Я вспоминаю детство. Мы часто бродили по окрестностям, воспетым бабушко-дедушкиными воспоминаниями, и ходили к Луконцу. Но не по проселку, который провели напрямую от важнейшего соединительного участка Березинской системы – Веребского канала, а по забытому шляху-проезду, что начинался за околицей и вел лесом. Дорога была заброшенной, по ней мало ездили, и наружу выпирали толстые корни векового бора, край которого охватывал пологий спуск. Мы называли его просто «бором», а Василий Низовцов, за четыреста лет до нас, величал Великим. Он был действительно огромным, потому что занимал довольно приличное пространство между Берещей, Луконцем и Эссой. С этим бором связано много памятных эпизодов – можно написать целую эпопею, но было место, которое интриговало по-особенному. Проходя той дорогой – а она лежала вдоль распадка - нельзя было не обратить внимание на два безымянных озерка. Они красовались в низине, да так, что дух захватывало! Но подойти к ним было непросто: казалось, некий неведомый исполин охранял их покой и безмятежность. Фигурки стройных сосен, сбегая по косогору, тоже застывали как вкопанные, так как почва пред ними колыхалась, грозя затащить в преисподнюю.

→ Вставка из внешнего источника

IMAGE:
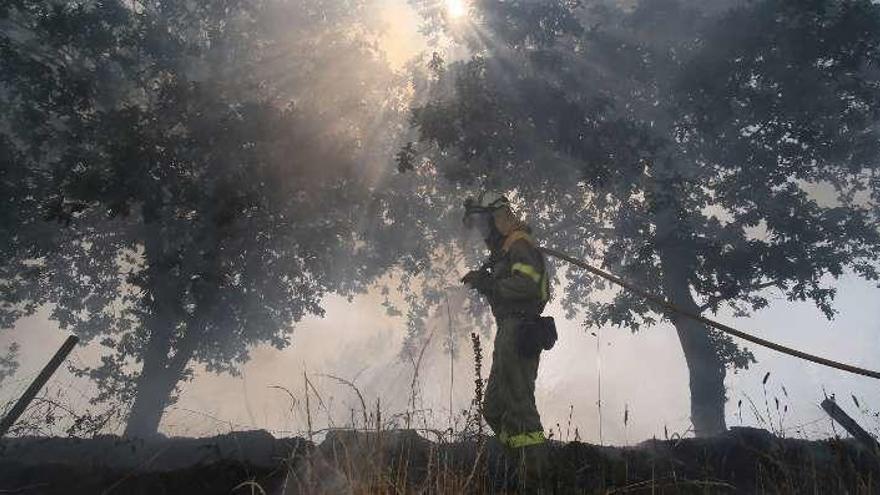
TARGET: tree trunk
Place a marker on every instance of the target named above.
(705, 368)
(154, 387)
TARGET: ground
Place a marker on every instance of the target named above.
(402, 461)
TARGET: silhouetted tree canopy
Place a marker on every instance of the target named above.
(186, 179)
(706, 153)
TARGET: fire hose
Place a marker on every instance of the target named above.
(663, 303)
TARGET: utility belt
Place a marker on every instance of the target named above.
(535, 333)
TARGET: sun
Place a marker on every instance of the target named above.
(456, 9)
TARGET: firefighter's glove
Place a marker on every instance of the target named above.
(479, 280)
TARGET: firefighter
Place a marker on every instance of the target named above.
(515, 284)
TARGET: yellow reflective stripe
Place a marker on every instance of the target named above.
(522, 440)
(515, 236)
(528, 271)
(545, 288)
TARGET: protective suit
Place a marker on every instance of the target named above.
(514, 282)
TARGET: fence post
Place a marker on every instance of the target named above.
(37, 384)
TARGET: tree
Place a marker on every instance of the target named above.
(196, 172)
(679, 146)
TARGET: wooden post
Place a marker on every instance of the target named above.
(38, 384)
(850, 425)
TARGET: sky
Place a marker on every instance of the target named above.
(641, 376)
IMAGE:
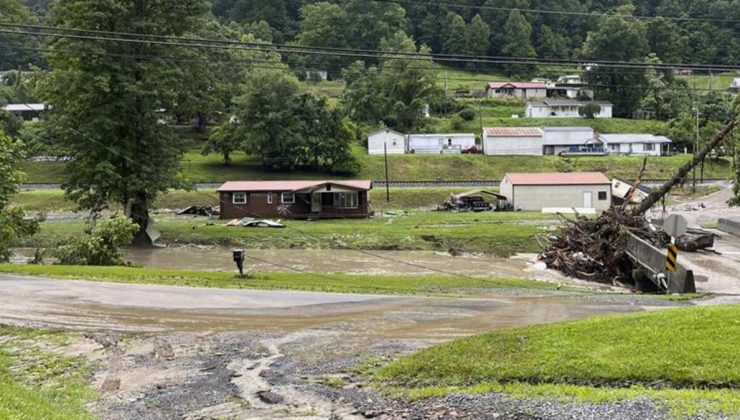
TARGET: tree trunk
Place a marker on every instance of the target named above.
(139, 214)
(699, 157)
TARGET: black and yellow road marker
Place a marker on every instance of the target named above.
(670, 262)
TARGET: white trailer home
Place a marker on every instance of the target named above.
(440, 143)
(512, 141)
(379, 140)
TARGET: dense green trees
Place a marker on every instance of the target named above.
(106, 110)
(13, 222)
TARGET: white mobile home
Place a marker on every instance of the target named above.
(635, 144)
(565, 108)
(538, 191)
(440, 143)
(510, 141)
(557, 140)
(394, 141)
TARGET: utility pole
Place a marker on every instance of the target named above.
(387, 187)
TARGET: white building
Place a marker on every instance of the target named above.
(26, 112)
(557, 140)
(565, 108)
(440, 143)
(635, 144)
(557, 190)
(523, 90)
(393, 140)
(509, 141)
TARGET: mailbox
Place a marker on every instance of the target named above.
(238, 256)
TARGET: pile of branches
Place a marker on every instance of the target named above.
(594, 248)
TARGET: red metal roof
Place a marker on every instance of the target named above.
(558, 178)
(520, 85)
(291, 185)
(513, 132)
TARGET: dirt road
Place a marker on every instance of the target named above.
(171, 352)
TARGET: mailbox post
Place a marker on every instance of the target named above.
(239, 256)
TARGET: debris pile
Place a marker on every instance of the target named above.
(594, 248)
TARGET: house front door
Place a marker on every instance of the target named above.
(588, 200)
(315, 203)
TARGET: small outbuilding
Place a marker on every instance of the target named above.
(567, 190)
(378, 141)
(295, 199)
(635, 144)
(511, 141)
(440, 143)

Люди любовались озерками издалека, боясь утонуть, не дойдя до чистой воды. А в памяти местных жителей хранилось предание - история о том, что при озерцах жил некий князь. И детвора каждый раз порывалась обследовать дно – а вдруг там несметные сокровища! Недаром же местность называлась Подкнязьем!

Судя по всему, длинная заболоченная полоса с озерками - остатки былой роскоши: бывший проточный водоем, что тянулся вдоль возвышенности-гряды в сторону озера-чаши, к Луконцу, впритык к Великому бору.

БОЛЬШАЯ «УЛЛЬСКАЯ УЛИЦА»

Ula R., действительно, могла начинаться под Краснолуками, идя параллельным курсом с Эссой, но отделенная узкой горной грядой. И путь, частично, лежал через Подкнязье и Луконец, где она резко меняла курс, двигаясь в сторону Святого озера. А приблизившись, снова встречалась с Эссой, сливаясь. Благословленная и приумноженная, Улла широким потоком катила в восточном направлении, в сторону еще одной области с корнем «лука» - в лукомльскую, где встречалась с северной рекой Лукомлей. Далее путь лежал в Западную Двину. Теперь понятно, почему летописцы указывали «Лукомль на Уле». «Ула» - от «улицы», под которой подразумевался большой водный путь: переход из одного водного бассейна в другой.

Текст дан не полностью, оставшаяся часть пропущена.